ICC commits Rodrigo Duterte to trial for alleged crimes against humanity

The International Criminal Court has formally committed former Philippine president Rodrigo Duterte to trial on crimes-against-humanity charges, according to a ruling published on 23 April 2026. ICC Pre-Trial Chamber judges found substantial grounds to believe that Duterte personally directed the anti-drugs crackdown that killed thousands between 2016 and 2019. The chamber confirmed all three charges put forward by the ICC Prosecutor's Office. The decision sets up a landmark proceeding for an institution that has prosecuted African and Middle Eastern conflicts but has yet to reach a verdict on a sitting or former head of state from Southeast Asia.
The ruling is significant not only as a test of the ICC's capacity to hold senior political leaders accountable, but as a moment of acute tension between national sovereignty and international criminal jurisdiction. Manila under current President Ferdinand Marcos Jr. has refused to cooperate with the court, describing its involvement as an infringement on Philippine sovereignty. The question of whether those objections will slow — or simply frame — the proceedings is now the central diplomatic subplot.
The charges and the judicial record
The ICC's Pre-Trial Chamber confirmed three counts of crimes against humanity on the basis that thousands of killings carried out during the "war on drugs" cannot be characterised as legitimate law-enforcement action. According to the ICC's own filings, the evidence indicates the deaths were part of a widespread and systematic attack against a civilian population. The chamber found sufficient grounds to believe the former president was not merely a bystander to police operations but actively shaped the campaign's parameters.
The Philippines acceded to the Rome Statute in 2011 and was therefore subject to ICC jurisdiction during the period in which the alleged crimes occurred. The country withdrew from the court in March 2019 — a formal exit that took effect a year later — but the ICC has maintained that it retains jurisdiction over acts committed while the Philippines was a member state. That jurisdictional argument is now settled, at least in the court's own procedural hierarchy, with Thursday's confirmation of charges.
Manila's position
The Marcos administration has rejected the ICC's authority in unambiguous terms. Government spokespersons have argued that the court's involvement represents foreign interference in Philippine domestic affairs, and that Manila's own judicial institutions are the appropriate venue for any reckoning with the drug war's legacy. The Philippine justice system has pursued a small number of cases linked to anti-drug operations, though human rights groups have documented a persistent gap between the volume of killings and the pace of domestic accountability.

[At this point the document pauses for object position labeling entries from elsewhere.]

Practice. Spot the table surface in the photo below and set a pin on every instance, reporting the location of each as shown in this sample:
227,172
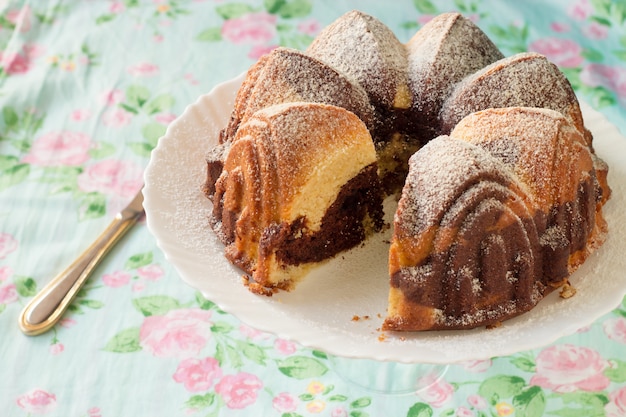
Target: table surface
87,89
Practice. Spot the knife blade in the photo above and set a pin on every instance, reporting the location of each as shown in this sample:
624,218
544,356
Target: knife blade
49,305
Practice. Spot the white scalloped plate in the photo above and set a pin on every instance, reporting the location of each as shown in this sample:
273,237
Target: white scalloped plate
319,312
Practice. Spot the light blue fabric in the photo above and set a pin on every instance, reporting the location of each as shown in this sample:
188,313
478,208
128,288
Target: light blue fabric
86,90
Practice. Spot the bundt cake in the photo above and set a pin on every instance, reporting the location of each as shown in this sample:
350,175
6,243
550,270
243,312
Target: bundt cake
300,184
500,191
486,241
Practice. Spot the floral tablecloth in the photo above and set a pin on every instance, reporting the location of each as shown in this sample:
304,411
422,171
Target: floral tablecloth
86,90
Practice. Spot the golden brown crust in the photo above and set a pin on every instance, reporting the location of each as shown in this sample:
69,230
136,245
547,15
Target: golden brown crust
488,241
516,181
278,157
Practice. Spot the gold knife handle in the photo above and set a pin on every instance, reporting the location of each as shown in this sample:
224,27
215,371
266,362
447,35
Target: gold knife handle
48,306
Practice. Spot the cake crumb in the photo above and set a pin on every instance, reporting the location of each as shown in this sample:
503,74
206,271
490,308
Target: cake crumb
567,291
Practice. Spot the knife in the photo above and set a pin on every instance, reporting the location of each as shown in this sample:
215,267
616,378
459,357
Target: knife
49,305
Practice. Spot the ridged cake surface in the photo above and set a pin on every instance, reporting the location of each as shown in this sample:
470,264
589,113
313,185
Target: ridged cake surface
499,206
487,240
293,170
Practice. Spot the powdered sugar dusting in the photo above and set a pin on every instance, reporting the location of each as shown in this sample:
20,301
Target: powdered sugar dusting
291,76
441,54
506,83
367,51
321,319
423,205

The Marcos government's position is politically layered. Duterte remains popular among a significant segment of the Philippine electorate, particularly in his home region of Mindanao and among voters who endorsed his law-and-order message. Cooperating with the ICC would carry domestic political costs. At the same time, Marcos has sought to distance himself from the most aggressive tactics of the previous administration, and his government's refusal to engage the court sits in tension with commitments made to Washington during recent rounds of bilateral defence talks.

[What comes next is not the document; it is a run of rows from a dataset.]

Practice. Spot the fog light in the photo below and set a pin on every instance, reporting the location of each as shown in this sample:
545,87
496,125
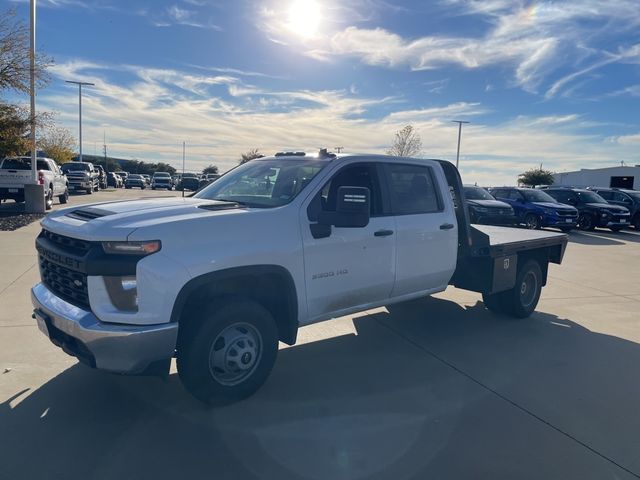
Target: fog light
123,292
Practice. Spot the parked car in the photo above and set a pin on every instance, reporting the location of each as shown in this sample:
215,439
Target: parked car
161,180
102,176
135,181
484,209
189,279
535,209
189,181
114,180
82,176
123,175
630,199
594,211
15,173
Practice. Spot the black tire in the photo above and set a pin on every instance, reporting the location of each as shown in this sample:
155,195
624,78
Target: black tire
532,221
522,299
48,201
196,351
64,198
586,222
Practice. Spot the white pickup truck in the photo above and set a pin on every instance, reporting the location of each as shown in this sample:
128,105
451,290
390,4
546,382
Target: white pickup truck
218,279
15,173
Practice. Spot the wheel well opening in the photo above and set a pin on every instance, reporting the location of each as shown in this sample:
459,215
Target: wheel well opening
273,291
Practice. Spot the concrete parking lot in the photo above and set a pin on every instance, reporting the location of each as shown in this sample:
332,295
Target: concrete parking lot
437,388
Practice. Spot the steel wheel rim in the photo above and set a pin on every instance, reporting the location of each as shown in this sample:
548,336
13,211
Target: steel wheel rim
528,289
235,353
532,222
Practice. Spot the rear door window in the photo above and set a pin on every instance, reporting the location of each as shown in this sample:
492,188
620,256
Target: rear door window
412,189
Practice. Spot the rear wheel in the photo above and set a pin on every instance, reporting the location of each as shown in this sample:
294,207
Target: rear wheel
532,221
522,299
227,354
48,200
585,222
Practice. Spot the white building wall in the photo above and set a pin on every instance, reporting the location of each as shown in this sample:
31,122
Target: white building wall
600,177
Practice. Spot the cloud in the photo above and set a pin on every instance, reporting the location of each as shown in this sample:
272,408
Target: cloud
536,40
148,115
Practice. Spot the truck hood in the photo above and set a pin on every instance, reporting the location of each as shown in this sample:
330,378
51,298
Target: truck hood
117,220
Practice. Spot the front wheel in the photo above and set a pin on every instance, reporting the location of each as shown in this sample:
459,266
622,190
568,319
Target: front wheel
532,221
228,353
522,299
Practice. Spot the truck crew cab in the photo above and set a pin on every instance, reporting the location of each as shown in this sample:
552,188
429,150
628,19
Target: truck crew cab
219,278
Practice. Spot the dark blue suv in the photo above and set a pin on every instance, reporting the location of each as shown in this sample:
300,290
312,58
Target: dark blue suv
535,209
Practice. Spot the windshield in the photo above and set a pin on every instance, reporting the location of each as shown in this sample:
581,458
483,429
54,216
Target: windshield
477,193
75,167
264,183
537,196
590,197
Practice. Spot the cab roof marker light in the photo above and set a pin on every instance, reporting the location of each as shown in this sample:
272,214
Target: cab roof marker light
132,248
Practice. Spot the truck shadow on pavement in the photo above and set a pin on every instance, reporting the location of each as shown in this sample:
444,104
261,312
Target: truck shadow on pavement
432,389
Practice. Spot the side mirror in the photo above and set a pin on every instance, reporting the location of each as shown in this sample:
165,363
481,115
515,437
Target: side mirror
352,209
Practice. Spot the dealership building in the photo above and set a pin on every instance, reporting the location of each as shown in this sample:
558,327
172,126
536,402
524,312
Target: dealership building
619,177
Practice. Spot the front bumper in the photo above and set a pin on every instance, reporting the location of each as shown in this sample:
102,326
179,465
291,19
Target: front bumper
129,349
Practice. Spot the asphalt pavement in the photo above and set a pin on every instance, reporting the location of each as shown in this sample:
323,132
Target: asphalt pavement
437,388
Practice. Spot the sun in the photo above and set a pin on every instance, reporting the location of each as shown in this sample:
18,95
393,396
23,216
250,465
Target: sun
304,17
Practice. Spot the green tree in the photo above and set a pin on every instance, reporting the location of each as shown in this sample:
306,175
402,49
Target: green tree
15,51
406,143
210,169
14,130
535,177
250,155
58,143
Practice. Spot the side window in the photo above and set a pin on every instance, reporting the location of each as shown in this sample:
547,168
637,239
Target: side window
359,175
412,190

The broader accountability question
The ICC has prosecuted conflicts in Africa and the Middle East with mixed results. Convictions in the Democratic Republic of Congo and Uganda have been secured; proceedings against Kenyan and Sudanese leaders have moved slowly. The court's record on completing cases within reasonable timeframes has drawn sustained criticism from legal scholars and victim-advocacy groups alike. The Philippines case will be scrutinised for the same reasons: whether an institution operating at a distance from the crime scene and without the cooperation of the accused's government can deliver meaningful justice.
The structural argument runs in both directions. Critics of international criminal tribunals note that their reach tends to follow geopolitical convenience — the Rome Statute has 124 state parties, but neither China, the United States, Russia, nor India has ratified it. The court's docket has reflected that asymmetry. Supporters counter that the alternative is a world where the most powerful states set their own accountability standards, and that the ICC's existence, however imperfect, establishes a legal floor that did not exist before 2002. The Philippines case will test which of those arguments commands more weight in practice.

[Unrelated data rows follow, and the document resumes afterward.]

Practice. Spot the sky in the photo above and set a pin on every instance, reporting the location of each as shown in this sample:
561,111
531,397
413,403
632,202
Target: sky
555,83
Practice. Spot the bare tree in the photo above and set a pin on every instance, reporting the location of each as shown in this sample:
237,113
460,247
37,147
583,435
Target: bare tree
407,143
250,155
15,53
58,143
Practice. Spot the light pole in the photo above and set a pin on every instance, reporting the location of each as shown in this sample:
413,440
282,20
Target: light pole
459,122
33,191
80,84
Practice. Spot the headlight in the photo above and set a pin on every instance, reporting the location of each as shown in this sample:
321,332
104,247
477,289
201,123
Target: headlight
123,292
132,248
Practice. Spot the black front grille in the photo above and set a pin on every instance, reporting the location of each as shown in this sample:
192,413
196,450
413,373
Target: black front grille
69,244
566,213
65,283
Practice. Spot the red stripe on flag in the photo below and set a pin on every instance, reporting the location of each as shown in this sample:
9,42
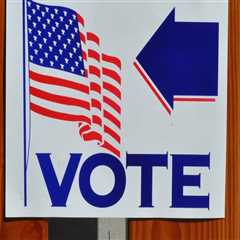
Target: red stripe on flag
83,129
94,70
80,19
112,74
112,89
96,104
58,82
112,104
112,133
112,118
111,148
90,136
59,115
95,87
93,37
97,120
94,54
111,59
59,99
82,37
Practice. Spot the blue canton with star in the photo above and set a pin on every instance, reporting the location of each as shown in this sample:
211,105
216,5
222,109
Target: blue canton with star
54,38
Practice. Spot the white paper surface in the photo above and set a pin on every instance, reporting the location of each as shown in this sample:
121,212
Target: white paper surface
196,128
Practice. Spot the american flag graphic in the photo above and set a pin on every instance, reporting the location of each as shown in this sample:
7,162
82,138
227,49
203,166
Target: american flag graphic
71,79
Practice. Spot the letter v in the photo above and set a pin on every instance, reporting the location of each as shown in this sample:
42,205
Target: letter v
58,192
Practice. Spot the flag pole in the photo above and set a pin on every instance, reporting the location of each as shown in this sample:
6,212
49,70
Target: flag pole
24,104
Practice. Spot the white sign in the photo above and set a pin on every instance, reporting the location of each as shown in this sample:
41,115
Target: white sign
116,108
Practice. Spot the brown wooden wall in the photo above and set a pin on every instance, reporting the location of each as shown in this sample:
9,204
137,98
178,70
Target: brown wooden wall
225,229
228,228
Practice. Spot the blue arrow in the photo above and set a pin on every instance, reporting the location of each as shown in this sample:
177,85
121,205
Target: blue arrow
181,58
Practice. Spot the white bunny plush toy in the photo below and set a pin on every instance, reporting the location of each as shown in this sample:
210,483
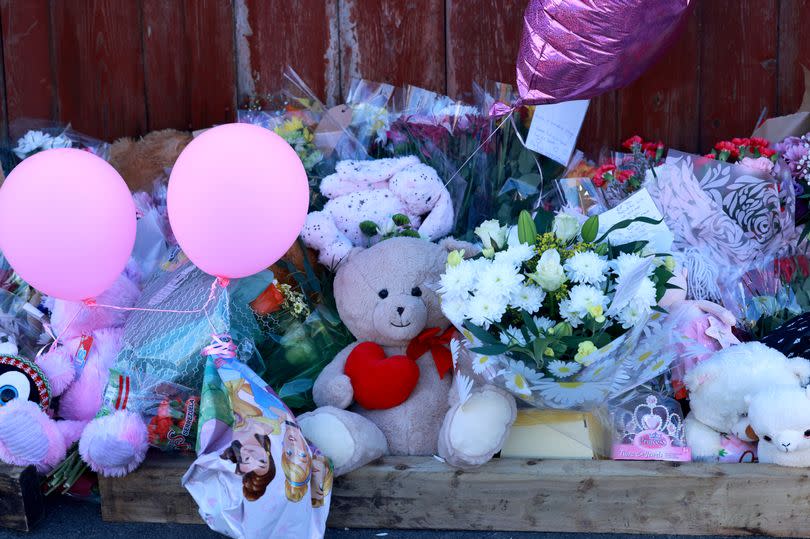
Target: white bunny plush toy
375,191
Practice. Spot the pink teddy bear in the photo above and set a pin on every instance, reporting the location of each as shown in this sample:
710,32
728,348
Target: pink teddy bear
76,371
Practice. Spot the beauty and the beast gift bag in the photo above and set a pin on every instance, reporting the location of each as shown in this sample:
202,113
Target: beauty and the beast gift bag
255,475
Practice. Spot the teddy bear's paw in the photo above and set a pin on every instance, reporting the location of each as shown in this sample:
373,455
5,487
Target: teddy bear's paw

For the families of those killed during the anti-drugs campaign, Thursday's ruling is the culmination of years of advocacy that frequently encountered dismissive official responses. Whether the ICC can deliver a verdict that feels commensurate with the scale of alleged harm — and do so before the proceedings are overtaken by procedural delay — will determine whether this moment registers as justice served or another illustration of international law's limitations.
Desk note: Wire coverage framed Thursday's ruling as a straightforward judicial development. Monexus has sought to foreground the jurisdictional sovereignty tension and the structural accountability questions that the ruling raises but does not resolve.